Le cache-cache des désordres apparents, ou le caractère apparent du désordre dans toutes ses conséquences dommageables.
Bonjour à tous ! Je vous propose aujourd’hui de faire un focus sur une solution jurisprudentielle qui permet de contourner l’absence de responsabilité civile décennale qui découle de la réception sans réserve malgré des désordres apparents.
Vous le savez, l’effet principal d’une réception sans réserve est de couvrir les vices apparents. Le maître d’ouvrage est alors dans l’impossibilité de rechercher la responsabilité du constructeur pour des vices qu’il n’a pas dénoncés lors de la signature du PV de réception.
La réception sans réserve s’analyse en effet juridiquement comme une renonciation du maitre d’ouvrage à se prévaloir de désordres dont il aurait eu connaissance avant la réception.
On dit que ces désordres apparents sont « purgés », et ils sont considérés comme acceptés par le maître d’ouvrage.
La solution est la même s’agissant de la réception tacite qui est, par principe, sans réserve, de par l’absence de rédaction du PV de réception.
Or il n’est pas rare que les effets de ces vices apparents non réservés ne se révèlent qu’après la réception.
Pour tempérer la rigueur de la règle de purge des désordres apparents, la jurisprudence a imaginé de s’intéresser à l’apparence des conséquences dommageables du vice.
Ainsi, ce n’est plus seulement le vice qui doit être apparent, mais aussi ses conséquences dommageables (3ème Civ, 23 avril 1997, n° 95-13.482).
Si les conséquences dommageables du vice apparent ne sont elles, pas apparentes dans toute leur ampleur au moment de la réception, alors le vice pourra être assimilé à un vice caché, et alors entraîner l’application de la responsabilité civile décennale.
Ainsi le fait de signer le PV de réception sans réserve ne signifie pas nécessairement que le maître d’ouvrage avait connaissance du vice affectant l’immeuble dans l’ensemble de ses conséquences dommageables et dans toute sa gravité (3e civ 24 févr. 2009, n° 07-20.619).
Le caractère apparent du vice et de ses conséquences s’apprécie d’ailleurs non pas de façon objective, mais de façon subjective, par rapport à la personne du maître d’ouvrage au jour de la réception (3ème Civ 18 avril 2019 n° 18-14.337).
Cette solution venant atténuer la brutalité des conséquences d’une réception sans réserve a tout récemment été rappelée par la Cour de Cassation le 16 février 2022 (3ème Civ 16/02/2022, n° 21-12828).

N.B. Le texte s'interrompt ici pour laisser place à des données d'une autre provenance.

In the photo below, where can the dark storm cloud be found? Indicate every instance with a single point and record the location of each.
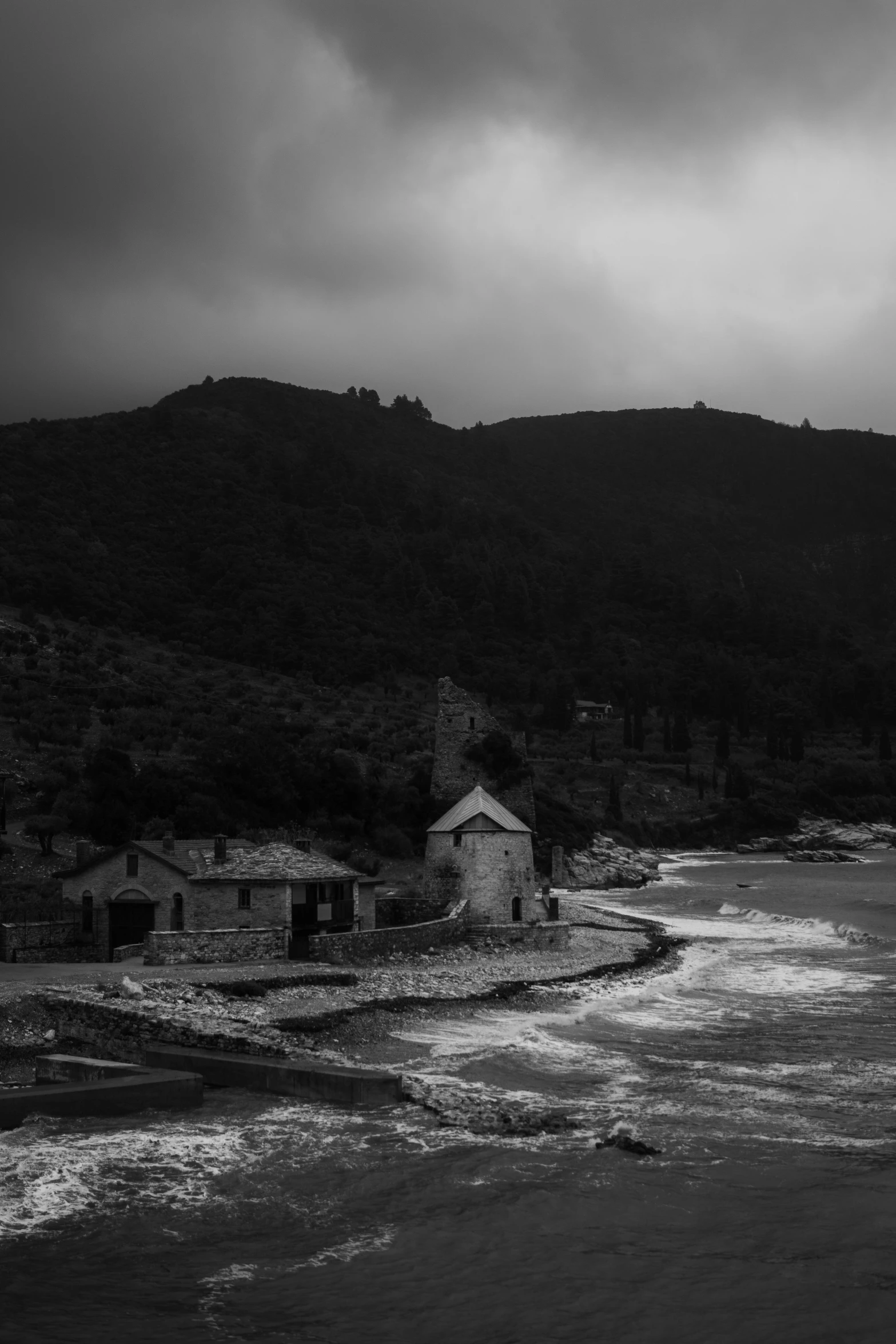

Une SCI avait fait réaliser des travaux de réhabilitation d’un immeuble, qui avaient été tacitement réceptionnés.
L’expertise judiciaire diligentée avait déterminé que les défauts affectant la charpente étaient apparents lors des travaux.
L’absence de réception expresse avait toutefois empêché l’émission de réserves.

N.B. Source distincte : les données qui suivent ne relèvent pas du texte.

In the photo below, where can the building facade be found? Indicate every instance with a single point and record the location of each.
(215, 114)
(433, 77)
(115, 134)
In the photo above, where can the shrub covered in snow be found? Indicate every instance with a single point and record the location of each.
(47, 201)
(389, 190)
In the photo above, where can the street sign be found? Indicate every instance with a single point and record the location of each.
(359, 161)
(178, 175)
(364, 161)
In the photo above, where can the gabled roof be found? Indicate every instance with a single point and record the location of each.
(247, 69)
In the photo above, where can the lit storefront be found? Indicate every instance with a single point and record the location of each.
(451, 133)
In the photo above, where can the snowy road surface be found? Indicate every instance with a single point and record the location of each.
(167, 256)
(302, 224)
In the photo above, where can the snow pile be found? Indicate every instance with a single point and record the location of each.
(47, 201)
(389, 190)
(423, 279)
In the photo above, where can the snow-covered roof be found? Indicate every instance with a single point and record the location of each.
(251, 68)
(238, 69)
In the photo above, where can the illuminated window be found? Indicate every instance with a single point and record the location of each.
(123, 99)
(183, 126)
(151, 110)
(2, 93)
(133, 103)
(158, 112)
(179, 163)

La Cour de Cassation a toutefois considéré que le défaut n’était pas apparent à la réception dans toutes ses conséquences dommageables, si bien que les demandes fondées sur l’article 1792 du Code Civil pouvaient être accueillies.

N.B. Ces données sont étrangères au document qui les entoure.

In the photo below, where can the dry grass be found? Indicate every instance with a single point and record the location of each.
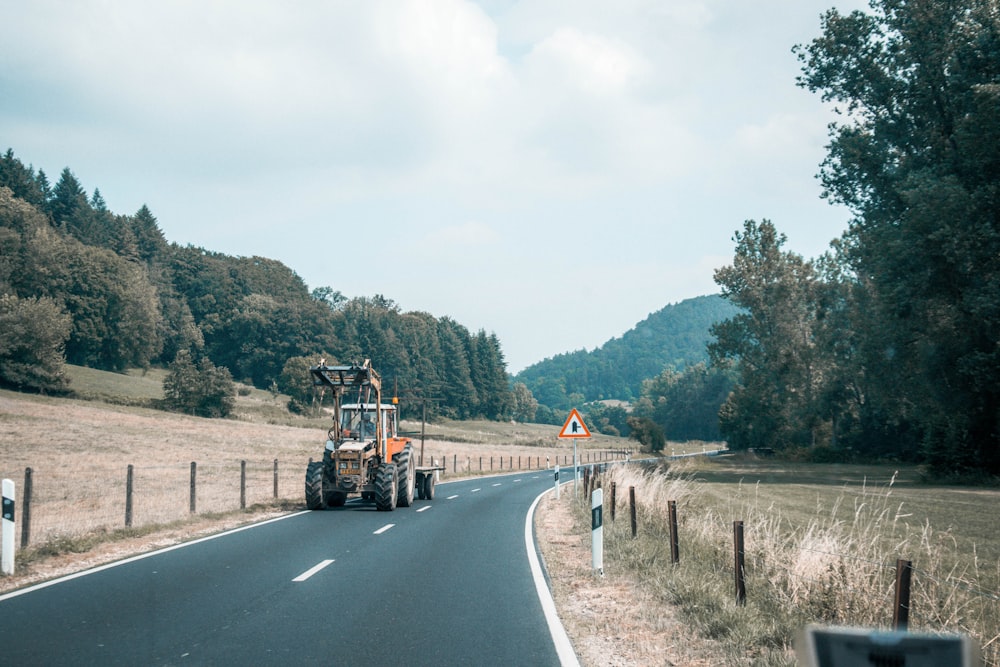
(836, 566)
(79, 452)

Ainsi, l’absence de réserves du maître de l’ouvrage relativement à un vice apparent à la réception, ne le prive pas de faire ultérieurement valoir que toutes les conséquences de ce vice ne s’étaient pas réalisées au jour de la réception, et n’étaient pas raisonnablement prévisibles, pour ainsi bénéficier de la responsabilité civile décennale.